DrivAER unveils key transcription factors in blood development

Next, we tested whether DrivAER is capable of extracting key TFs involved in differentiation trajectories. DrivAER is particularly well suited to infer the relevance of TFs for the following reasons. TF-mediated regulation is regarded as a combinatorial process that requires the coordination of multiple TFs and co-activators [27]. Moreover, there are vast differences in sensitivity and typical sequencing depth across various scRNA-seq technologies.
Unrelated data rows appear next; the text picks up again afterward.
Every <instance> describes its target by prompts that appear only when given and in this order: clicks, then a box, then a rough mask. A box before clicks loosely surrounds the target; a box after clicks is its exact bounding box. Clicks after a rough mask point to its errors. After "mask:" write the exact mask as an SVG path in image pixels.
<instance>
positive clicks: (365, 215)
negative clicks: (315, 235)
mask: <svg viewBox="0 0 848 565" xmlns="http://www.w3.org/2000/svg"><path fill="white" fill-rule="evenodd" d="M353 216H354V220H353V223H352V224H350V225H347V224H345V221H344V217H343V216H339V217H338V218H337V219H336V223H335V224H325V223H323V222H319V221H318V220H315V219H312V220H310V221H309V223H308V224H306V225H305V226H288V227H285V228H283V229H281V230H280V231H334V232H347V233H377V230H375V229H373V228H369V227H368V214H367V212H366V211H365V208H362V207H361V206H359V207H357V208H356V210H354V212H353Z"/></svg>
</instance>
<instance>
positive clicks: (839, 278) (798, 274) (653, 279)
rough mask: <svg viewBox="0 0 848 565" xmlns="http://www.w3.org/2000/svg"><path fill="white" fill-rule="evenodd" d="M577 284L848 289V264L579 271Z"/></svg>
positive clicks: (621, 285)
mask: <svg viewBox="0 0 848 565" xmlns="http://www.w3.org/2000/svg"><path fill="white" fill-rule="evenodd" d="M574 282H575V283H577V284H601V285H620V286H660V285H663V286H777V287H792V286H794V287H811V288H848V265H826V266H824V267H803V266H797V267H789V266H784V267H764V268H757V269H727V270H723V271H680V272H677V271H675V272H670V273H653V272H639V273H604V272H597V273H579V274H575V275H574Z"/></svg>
Owing to the low RNA capture rate in some scRNA-seq technologies, generally TFs with low levels of expression may not be detected reliably [28]. Therefore, the expression levels of the target genes represent a better proxy of TF activity compared to the expression level of the TF itself [29]. To demonstrate the utility of DrivAER, we use a collection of TF-target annotations to infer TF activity and reanalyzed a hematopoietic differentiation dataset by Paul et al. [30]. The authors identified and described the main blood development trajectories including differentiation from stem cells towards erythrocytes and monocytes (Fig. 2A and B). Next, we calculated 2 independent pseudotemporal trajectories for erythrocyte and monocyte differentiation (Fig. 2C and D). We then applied DrivAER to identify TFs that are relevant for erythrocyte and monocyte differentiation using the entire collection of motif gene sets contained in MolSigDB [31]. Among all 495 gene sets included in the analysis, DrivAER identified the GATA TF family as the most relevant in the erythrocyte trajectory (Fig. 2E, Supplementary Table S1). The DCA embedding derived from the “GATA_C” gene set showed strong clustering by pseudotime, demonstrating that GATA target gene expression is highly coordinated along this trajectory (Fig. 2F). Indeed, expression levels of GATA targets showed strong association with both pseudotime and DCA coordinates (Fig. 2G).
Figure 2:

DrivAER unveils key transcription factors in blood development. PAGA (A) and cell-level graph (B) visualization of the Paul et al. [30] dataset. Cells are colored by Louvain clustering as provided by Scanpy. Two independent trajectories were calculated for erythrocyte (C) and monocyte (D) development. Cells are colored by pseudotime. (E) Bar plot displays relevance scores for the 5 most and least relevant transcription factors in the erythrocyte development trajectory. (F) DCA embedding plot was derived from the “GATA_C” gene set and is colored by pseudotime. (G) Heat map showing gene expression of cells and “GATA_C” target genes for the erythrocyte trajectory in columns and rows, respectively. (H) Bar plot displays relevance scores for the 5 most and least relevant transcription factors in the monocyte development trajectory. (I) DCA embedding plot was derived from the “PU1_Q6” gene set and is colored by pseudotime. (J) Heat map shows scaled gene expression of cells and “PU1_Q6” target genes for the monocyte trajectory in columns and rows, respectively. For both heat maps, columns are ordered by pseudotime. Bars on top of heat map indicate pseudotime, DCA coordinates 1 and 2. Red and blue colors reflect high and low expression values.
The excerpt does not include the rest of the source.